The annual exercise, dubbed "Dynamic Mongoose," off the coast of Norway, involves 12 warships, four submarines, and military representatives from Canada, France, Germany, the Netherlands, Norway, Poland, Spain, Sweden, Turkey, the United Kingdom, and the US.
Exercises will include detecting and targeting live submarines in disputed northern waters that are increasingly the site of Russian military assets lurking under the sea.
Tensions between Russia and NATO nations have run high in recent years since the annexation of Crimea and Russian President Vladimir Putin's continued covert support for rebels in eastern Ukraine.
"Exercise Dynamic Mongoose is a great training opportunity," said Rear Admiral Brad Williamson, the US commander overseeing the exercises, in a press release this week.
According to Williamson, the exercises "allow us to further integrate with other NATO forces to enhance our interoperability and ability to effectively respond to potential submarine threats to our NATO allies."
Sweden, a regional ally of NATO and first-time participant in the exercises, detected suspected Russian submarines in its waters last summer, while Canada and other Arctic nations have intercepted Russian bombers flying too close to sovereign air space. And in April, the Finnish Navy dropped "low yield depth charges" into the waters near Helsinki after sensor nets detected a "possible underwater object."
"We strongly suspect that there has been underwater activity that does not belong there," Finnish Defense Minister Carl Haglund told told Finnish news agency STT. "Of course it is always serious if our territorial waters have been violated."
Exercise Dynamic Mongoose comes days after the ceremonial unveiling of the Russian navy's latest undetectable submarine, dubbed the "Krasnador." It is the fourth in a series of six upgraded diesel-electric Varshavyanka-class mammoth subs, which state media agencies in Russia have dubbed the "quietest in the world." Each member of the fleet, named after cities that have earned the honorary grade of "city of military glory," is armed with 18 torpedoes and eight surface-to-air Club missiles and are intended mainly for anti-shipping and anti-submarine missions, according to Russia Today.

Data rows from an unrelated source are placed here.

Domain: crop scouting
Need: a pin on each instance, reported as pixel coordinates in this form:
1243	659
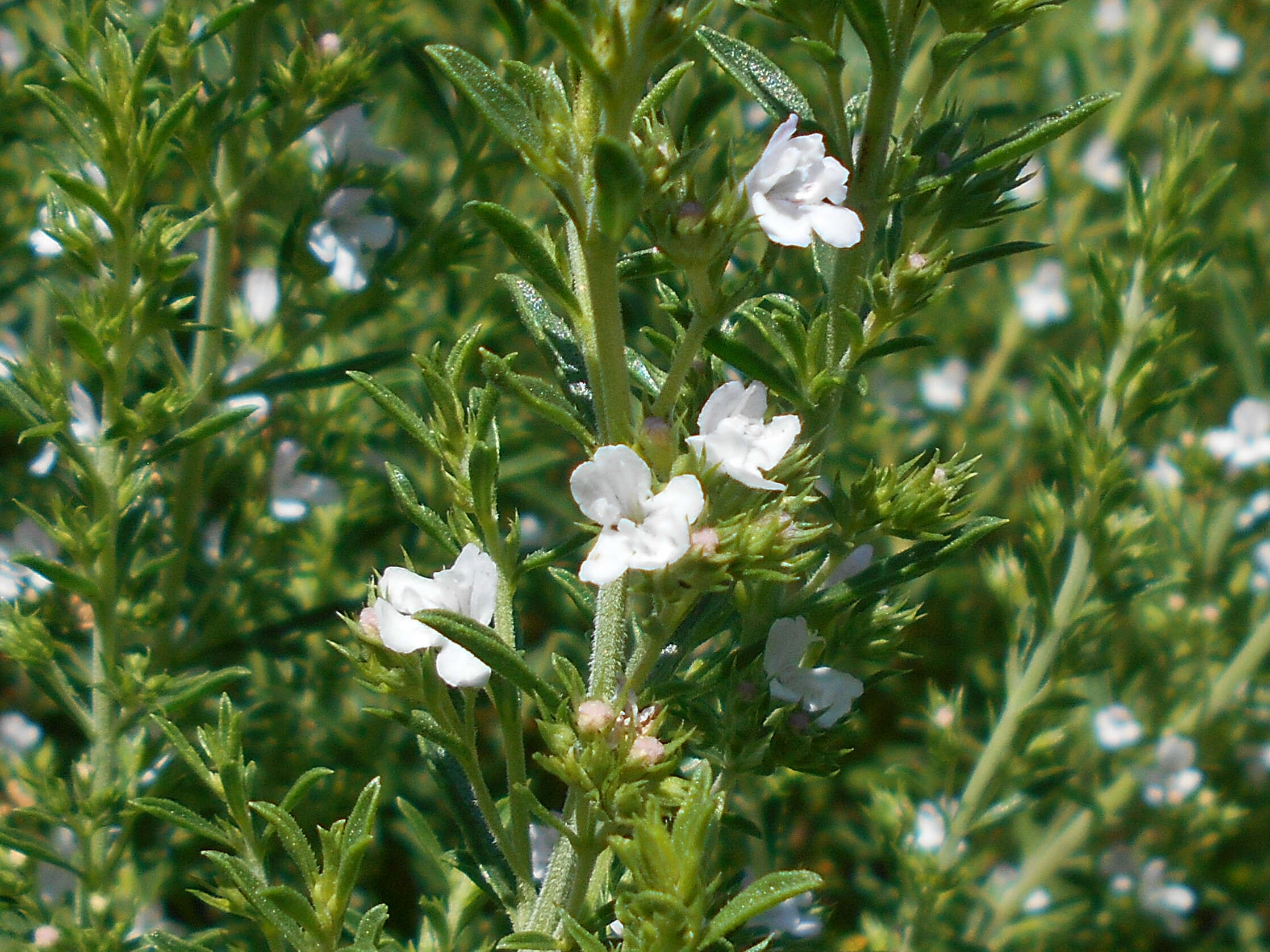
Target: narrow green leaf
491	95
83	342
183	816
325	376
751	364
395	408
220	22
539	396
291	837
529	249
484	643
895	346
619	187
757	898
657	97
992	253
59	574
201	431
757	76
419	514
303	785
536	941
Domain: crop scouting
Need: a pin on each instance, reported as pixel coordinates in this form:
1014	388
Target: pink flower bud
648	750
595	718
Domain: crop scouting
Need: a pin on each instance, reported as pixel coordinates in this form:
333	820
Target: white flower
1031	190
825	691
1116	728
1170	901
469	588
345	238
930	828
293	493
1246	442
792	918
734	437
542	842
17	579
345	139
1164	472
1256	509
1261	567
944	388
795	190
1110	18
18	733
1174	777
44	463
641	531
261	293
1101	167
1042	300
11	54
1221	51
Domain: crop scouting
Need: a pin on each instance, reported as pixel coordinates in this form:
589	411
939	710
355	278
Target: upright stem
1070	595
215	296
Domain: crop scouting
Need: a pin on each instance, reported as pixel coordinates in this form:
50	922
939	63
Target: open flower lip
797	191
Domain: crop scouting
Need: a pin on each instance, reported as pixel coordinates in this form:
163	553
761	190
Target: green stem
609	640
707	314
214	300
997	750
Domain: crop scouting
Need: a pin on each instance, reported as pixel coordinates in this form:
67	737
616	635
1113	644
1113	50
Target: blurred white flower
1101	165
1261	567
44	463
641	530
1121	869
1256	509
1116	728
542	841
1174	777
18	733
11	54
944	388
294	493
1164	472
930	828
1170	901
1110	18
1217	49
821	691
345	139
1033	188
1246	442
261	293
1042	300
793	918
17	579
734	437
346	237
795	191
469	588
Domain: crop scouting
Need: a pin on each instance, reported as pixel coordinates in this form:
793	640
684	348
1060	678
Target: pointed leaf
491	95
757	76
489	648
757	898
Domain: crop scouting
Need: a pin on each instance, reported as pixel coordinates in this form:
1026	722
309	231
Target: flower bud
595	718
647	750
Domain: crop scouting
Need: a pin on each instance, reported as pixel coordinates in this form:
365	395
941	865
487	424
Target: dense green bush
880	568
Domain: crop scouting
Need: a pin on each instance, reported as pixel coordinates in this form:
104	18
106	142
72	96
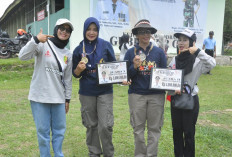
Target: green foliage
227	30
18	134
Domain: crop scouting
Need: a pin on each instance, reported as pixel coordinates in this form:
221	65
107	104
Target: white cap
187	33
64	21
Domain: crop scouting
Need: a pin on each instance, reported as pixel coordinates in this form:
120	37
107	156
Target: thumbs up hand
43	37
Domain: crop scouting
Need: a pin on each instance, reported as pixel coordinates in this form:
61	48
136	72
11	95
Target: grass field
18	135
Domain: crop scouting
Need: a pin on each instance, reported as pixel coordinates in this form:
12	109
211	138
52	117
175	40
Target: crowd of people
51	87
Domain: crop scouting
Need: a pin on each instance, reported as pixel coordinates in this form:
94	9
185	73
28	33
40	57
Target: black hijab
56	41
185	60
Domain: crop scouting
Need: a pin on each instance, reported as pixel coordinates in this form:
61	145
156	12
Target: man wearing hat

While Reuters reports that American officials have said the latest exercises in the North Sea are not sabre-rattling military movements aimed at nearby Russia, a release from the Canadian Department of National Defense says it's part of "Canada's response to Russia's military aggression toward Ukraine."
Aboard the USS Vicksburg, the lead vessel in the exercise, US commander of the operation Rear Admiral Williamson told Reuters that the exercise is not a response to Russian action, but does bring "relevance" to the operation.
"Russia has a right to be at sea, just as we do," he said. "But the incidents we have seen are not in line with international regulations...and that's been the cause of concern."
The Arctic and northern seas continue to be a point of interest and dispute between Russia and its NATO rivals.
Vladimir Putin has thrown billions into military infrastructure in the Far North, while Canada, the US and other NATO countries bolster their Arctic warfare capabilities, even deploying military exercises to match Russian movements in the region.